Tony Sly (chant/guitare) et Rory Koff (batterie) ont formé No Use For A Name en 1987 à Sunnyvale, Californie. Ils ont très vite recruté Steve Papoutis à la basse et sous ce line up en trio qu'ils sortent Incognito en 1991 sur le label New Red Archives. Pour Don't miss the train, leur album suivant, ils 'engagent' un guitariste rythmique, Chris Dodge. Mais Chris quitte le groupe et il estremplacé par Robin Pfefer sur The daily grind, le premier album de No Use sur Fat Wreck Chords. Au fur et à mesure des albums, leur punk rock est devenu de plus en plus mélodique et ¡Leche Con Carne! qui sort en 1995 marque un tournant décisif dans cette direction. Avec un changement de guitariste de plus (Ed Gregor fait son entrée dans le groupe), No Use se trouve un style plus personnel marqué par un rythme soutenu et des mélodies accrocheuses imparables. Le combo remporte un franc succès et Making Friends, qui continue dans cette belle lancée confirme le talent des quatre et l'installe par la même occasion dans l'élite du punk rock. Pour cet album, No Use s'est entouré de Chris Shiflett qui devient par la même occasion le 4ème guitariste du groupe en remplaçant Ed et d'un nouveau bassiste: Matt Riddle. More Betterness, le 6ème opus du groupe sort en octobre '99 et aborde un côté plus émotionnel, plus mélancolique et plus lent. Au même moment, Chris quitte le groupe pour rejoindre les Foo Fighters et Dave Nessie (ex Suicidal Tendencies/Infectious Grooves) prend donc sa place en catastrophe au beau milieu d'une tournée.

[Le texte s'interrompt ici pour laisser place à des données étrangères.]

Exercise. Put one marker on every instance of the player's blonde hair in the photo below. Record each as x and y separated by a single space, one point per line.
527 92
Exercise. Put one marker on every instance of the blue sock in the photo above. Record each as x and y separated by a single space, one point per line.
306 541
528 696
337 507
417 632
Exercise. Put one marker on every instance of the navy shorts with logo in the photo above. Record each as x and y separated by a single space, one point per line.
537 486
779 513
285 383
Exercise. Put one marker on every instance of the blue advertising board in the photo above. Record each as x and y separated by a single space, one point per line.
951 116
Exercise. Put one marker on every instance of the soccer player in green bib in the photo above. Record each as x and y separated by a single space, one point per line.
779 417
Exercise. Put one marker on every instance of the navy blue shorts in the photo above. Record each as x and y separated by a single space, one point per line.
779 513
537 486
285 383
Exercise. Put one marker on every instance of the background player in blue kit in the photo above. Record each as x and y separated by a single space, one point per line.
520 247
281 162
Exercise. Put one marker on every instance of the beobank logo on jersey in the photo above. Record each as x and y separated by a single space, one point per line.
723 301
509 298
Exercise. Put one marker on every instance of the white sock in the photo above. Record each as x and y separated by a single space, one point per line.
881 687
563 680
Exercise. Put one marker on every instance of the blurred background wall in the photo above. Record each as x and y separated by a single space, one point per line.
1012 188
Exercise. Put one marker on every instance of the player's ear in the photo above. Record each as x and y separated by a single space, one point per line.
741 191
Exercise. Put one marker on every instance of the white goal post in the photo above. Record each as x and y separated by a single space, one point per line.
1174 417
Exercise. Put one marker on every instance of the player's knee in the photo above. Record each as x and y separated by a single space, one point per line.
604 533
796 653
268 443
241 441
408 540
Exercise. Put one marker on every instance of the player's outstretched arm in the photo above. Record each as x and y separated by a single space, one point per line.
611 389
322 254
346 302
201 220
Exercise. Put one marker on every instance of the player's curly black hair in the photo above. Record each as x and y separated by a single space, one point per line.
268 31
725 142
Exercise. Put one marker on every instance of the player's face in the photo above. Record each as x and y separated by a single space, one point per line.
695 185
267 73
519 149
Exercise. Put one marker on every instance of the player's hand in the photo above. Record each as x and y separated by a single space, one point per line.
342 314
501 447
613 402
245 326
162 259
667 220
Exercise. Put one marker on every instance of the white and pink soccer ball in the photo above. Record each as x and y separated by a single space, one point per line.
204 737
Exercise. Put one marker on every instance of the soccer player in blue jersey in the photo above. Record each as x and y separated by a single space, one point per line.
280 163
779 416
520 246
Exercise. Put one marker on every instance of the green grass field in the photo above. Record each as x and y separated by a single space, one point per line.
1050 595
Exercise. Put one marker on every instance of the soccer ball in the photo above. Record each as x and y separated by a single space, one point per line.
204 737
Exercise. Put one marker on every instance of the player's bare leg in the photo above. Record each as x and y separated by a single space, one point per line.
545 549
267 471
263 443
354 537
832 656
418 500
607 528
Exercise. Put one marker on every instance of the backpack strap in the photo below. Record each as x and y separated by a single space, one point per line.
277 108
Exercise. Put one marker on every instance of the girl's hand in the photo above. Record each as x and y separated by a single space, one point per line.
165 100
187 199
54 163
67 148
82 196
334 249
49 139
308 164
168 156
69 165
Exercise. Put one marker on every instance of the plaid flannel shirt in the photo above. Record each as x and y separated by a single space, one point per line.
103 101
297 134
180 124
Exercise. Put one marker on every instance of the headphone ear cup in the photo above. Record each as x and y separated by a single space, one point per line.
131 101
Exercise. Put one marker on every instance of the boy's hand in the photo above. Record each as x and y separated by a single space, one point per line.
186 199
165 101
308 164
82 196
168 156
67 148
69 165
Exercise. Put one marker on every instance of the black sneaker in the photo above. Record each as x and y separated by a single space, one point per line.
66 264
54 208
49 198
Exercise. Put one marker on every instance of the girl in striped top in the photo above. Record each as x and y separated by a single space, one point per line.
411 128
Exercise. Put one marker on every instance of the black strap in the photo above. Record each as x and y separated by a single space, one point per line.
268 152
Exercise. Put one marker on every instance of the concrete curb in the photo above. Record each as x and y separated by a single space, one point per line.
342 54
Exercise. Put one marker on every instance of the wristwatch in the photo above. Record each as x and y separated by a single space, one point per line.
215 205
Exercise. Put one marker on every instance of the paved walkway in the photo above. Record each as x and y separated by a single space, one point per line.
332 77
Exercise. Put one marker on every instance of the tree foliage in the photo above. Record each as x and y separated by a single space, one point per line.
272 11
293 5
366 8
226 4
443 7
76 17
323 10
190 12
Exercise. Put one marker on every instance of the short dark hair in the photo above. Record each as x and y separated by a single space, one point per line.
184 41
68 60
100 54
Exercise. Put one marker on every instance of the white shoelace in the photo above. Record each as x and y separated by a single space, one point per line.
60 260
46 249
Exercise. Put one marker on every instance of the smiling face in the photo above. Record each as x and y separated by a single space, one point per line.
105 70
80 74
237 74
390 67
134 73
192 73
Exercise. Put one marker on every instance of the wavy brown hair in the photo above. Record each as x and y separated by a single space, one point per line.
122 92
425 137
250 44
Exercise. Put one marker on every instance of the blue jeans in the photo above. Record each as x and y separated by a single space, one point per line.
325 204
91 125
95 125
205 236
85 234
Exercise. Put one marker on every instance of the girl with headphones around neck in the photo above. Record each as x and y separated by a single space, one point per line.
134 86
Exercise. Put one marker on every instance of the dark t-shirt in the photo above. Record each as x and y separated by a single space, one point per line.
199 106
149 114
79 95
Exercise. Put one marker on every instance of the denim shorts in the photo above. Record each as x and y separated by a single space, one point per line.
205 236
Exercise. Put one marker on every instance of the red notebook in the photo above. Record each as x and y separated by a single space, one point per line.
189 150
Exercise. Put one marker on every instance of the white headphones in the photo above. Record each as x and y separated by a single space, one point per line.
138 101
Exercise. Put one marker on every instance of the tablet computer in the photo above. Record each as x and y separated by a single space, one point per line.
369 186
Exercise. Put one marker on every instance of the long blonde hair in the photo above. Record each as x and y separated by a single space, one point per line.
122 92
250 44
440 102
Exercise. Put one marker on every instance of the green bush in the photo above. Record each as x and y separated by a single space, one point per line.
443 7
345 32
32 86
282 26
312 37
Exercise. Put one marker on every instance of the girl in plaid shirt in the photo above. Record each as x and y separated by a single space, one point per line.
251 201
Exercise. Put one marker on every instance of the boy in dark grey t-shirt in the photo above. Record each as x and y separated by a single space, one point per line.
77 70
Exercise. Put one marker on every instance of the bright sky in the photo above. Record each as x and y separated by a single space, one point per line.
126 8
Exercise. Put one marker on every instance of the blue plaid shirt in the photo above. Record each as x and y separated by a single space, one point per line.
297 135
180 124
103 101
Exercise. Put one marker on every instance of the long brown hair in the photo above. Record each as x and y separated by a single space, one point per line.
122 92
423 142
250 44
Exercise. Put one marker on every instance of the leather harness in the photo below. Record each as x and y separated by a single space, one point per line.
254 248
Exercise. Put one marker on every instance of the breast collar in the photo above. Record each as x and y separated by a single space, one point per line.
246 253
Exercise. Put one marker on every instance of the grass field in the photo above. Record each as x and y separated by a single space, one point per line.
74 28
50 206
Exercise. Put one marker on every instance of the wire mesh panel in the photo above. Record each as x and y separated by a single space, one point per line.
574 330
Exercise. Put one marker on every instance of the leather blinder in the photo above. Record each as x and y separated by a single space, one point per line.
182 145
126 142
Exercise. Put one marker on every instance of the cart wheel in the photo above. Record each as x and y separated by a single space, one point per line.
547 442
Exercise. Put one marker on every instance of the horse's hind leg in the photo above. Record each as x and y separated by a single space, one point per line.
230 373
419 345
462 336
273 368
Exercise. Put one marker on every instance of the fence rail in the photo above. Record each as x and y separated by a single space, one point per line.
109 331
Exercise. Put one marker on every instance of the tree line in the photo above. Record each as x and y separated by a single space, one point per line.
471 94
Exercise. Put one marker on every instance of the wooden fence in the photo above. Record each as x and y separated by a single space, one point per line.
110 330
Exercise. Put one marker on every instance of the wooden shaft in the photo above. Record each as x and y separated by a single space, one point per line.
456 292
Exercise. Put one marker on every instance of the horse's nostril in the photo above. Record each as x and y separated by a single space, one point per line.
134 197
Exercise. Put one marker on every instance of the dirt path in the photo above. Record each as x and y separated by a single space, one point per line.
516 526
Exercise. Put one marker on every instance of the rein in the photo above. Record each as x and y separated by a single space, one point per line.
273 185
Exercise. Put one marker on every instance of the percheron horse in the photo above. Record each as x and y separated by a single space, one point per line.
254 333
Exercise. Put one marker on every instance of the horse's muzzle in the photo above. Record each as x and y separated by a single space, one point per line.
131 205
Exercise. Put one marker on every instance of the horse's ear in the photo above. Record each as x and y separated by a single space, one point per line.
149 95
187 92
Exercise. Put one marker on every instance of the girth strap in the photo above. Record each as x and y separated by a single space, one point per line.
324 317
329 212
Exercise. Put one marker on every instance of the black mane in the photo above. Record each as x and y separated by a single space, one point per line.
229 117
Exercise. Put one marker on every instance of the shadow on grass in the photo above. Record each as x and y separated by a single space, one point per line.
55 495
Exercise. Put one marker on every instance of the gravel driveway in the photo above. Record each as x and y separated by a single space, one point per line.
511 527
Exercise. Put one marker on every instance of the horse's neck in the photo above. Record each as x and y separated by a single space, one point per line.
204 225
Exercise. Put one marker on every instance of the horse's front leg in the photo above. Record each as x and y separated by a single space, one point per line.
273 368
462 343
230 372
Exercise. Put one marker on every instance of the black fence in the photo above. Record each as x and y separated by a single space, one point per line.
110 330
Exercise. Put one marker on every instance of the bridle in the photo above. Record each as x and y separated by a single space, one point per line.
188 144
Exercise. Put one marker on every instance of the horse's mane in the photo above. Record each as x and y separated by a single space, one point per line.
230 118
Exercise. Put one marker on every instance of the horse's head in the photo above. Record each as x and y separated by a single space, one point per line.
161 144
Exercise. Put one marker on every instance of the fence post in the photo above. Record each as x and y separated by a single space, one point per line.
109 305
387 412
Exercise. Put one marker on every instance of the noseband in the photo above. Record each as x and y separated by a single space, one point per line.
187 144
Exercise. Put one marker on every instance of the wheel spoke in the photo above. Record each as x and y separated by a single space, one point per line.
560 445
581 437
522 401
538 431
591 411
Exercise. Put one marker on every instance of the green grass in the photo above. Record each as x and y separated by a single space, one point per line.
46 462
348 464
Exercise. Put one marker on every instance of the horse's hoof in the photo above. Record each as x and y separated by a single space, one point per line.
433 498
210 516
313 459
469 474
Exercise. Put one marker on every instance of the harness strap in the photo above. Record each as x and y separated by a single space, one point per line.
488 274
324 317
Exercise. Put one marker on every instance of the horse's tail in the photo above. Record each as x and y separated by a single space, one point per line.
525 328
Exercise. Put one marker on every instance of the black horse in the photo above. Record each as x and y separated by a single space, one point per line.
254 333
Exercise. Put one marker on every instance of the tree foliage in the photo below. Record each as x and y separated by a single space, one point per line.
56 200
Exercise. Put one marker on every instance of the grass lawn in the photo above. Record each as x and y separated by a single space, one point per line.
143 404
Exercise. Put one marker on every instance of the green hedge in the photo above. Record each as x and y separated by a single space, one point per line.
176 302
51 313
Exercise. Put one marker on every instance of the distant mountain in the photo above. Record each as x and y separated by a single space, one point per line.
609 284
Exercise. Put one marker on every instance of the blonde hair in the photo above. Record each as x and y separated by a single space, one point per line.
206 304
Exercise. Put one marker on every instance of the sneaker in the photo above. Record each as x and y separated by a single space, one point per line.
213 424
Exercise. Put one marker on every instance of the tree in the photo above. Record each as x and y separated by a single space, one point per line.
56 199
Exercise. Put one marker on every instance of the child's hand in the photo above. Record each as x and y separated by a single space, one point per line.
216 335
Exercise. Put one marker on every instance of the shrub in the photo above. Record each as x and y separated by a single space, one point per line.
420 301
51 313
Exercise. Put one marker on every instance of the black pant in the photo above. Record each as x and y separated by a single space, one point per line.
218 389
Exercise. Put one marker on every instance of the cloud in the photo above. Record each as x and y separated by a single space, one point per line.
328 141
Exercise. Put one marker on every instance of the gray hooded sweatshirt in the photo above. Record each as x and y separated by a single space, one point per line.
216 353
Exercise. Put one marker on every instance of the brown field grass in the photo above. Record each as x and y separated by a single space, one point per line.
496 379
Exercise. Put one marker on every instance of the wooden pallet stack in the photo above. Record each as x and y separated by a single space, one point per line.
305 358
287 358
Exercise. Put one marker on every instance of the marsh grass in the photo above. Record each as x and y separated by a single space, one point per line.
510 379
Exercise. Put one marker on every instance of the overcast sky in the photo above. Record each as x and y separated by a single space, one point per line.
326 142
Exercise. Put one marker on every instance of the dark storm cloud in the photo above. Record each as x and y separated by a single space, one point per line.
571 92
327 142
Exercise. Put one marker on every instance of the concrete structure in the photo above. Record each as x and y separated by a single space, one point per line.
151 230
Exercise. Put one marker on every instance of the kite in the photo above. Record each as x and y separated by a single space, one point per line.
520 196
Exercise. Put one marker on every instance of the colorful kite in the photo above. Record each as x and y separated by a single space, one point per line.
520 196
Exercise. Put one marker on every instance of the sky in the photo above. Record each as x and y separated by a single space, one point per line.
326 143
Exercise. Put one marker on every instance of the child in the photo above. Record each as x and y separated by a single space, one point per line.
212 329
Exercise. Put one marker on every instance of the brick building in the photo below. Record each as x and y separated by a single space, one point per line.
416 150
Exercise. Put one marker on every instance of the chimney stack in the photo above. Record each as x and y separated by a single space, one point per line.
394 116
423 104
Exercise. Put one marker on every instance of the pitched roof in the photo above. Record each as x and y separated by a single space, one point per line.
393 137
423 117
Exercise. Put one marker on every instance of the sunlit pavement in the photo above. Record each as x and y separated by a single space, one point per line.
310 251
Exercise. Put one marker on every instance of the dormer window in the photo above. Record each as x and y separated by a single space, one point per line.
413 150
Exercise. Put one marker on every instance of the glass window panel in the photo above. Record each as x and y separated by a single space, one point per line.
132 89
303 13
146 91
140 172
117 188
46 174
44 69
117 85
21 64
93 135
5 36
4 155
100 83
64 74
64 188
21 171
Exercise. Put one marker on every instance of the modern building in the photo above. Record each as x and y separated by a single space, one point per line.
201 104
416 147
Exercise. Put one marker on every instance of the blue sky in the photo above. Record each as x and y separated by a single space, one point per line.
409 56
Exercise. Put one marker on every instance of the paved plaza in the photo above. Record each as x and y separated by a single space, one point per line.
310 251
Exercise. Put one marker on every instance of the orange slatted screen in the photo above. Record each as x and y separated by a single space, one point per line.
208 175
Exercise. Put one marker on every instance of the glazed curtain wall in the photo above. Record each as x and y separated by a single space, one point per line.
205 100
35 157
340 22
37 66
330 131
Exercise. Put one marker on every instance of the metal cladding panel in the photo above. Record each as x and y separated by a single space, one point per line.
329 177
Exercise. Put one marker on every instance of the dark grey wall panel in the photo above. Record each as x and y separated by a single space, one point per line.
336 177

En 2001 le groupe sort un album live (dans la série des Live In A Dive de Fat Wreck) et enchaine l'année suivante par Hard Rock Bottom, mélange de Making Friends et More Betterness. 2005 voit l'arrivée de Keep Them Confused, album très attendu par les fans (3 ans depuis le dernier album) mais qui en déçevra plus d'un, le tempo ayant considérablement ralentit et le groupe s'étant enlisé dans un style plat et redondant.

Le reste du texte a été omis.